Uses for Cryptographic Hashing
CS 463
Lecture, Dr. Lawlor
The biggest use of hashing in cryptography is to detect changes to
things:
- To detect changes to software downloads, it's common to
include a hash as a checksum. For example, here's the GnuPG download page,
with SHA-1 hashes.
- To detect changes to a network run requests, I use SHA-1
checksum as a message
authentication code for NetRun's backend servers
("sandserv").
- To detect changes to an issued https certificate, the
certificate ships with SHA-256 and SHA-1 "fingerprints".
But hashing also has lots of other uses:
- To "whiten" the output of a pseudorandom noise algorithm (make
it more like "white
noise"), you can compute a hash of the noise pool.
This works because hash algorithms output very random-looking
output, by mixing all the entropy in the input message.
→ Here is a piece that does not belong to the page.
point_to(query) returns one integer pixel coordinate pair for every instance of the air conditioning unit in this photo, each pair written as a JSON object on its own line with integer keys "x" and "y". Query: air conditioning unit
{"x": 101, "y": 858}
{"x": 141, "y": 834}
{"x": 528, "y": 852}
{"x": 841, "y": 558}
- To reduce the chance of a data breach revealing user's
passwords, it's considered a good idea to only store the hash of
the password, not the bare password. To prevent attackers
from just looking up the hash in a precomputed table of hashes
(a rainbow table), it's common to add an unpredictable salt
value.
- To assert the existence of something without revealing it, you
can publish only the hash. This could be used to publish
the terms of a contract, establish priority on an invention, or
establish existence for "grandfather exemption" laws. To
selectively reveal parts, you can build a tree of hashes, known
as a Merkle
tree.
- BitCoin uses the SHA-256 hash as a "proof of computational
work": you win some bitcoins (currently 25BTC, about $300) if
you can find a number to add to the
current block that hashes to produce enough leading zeros.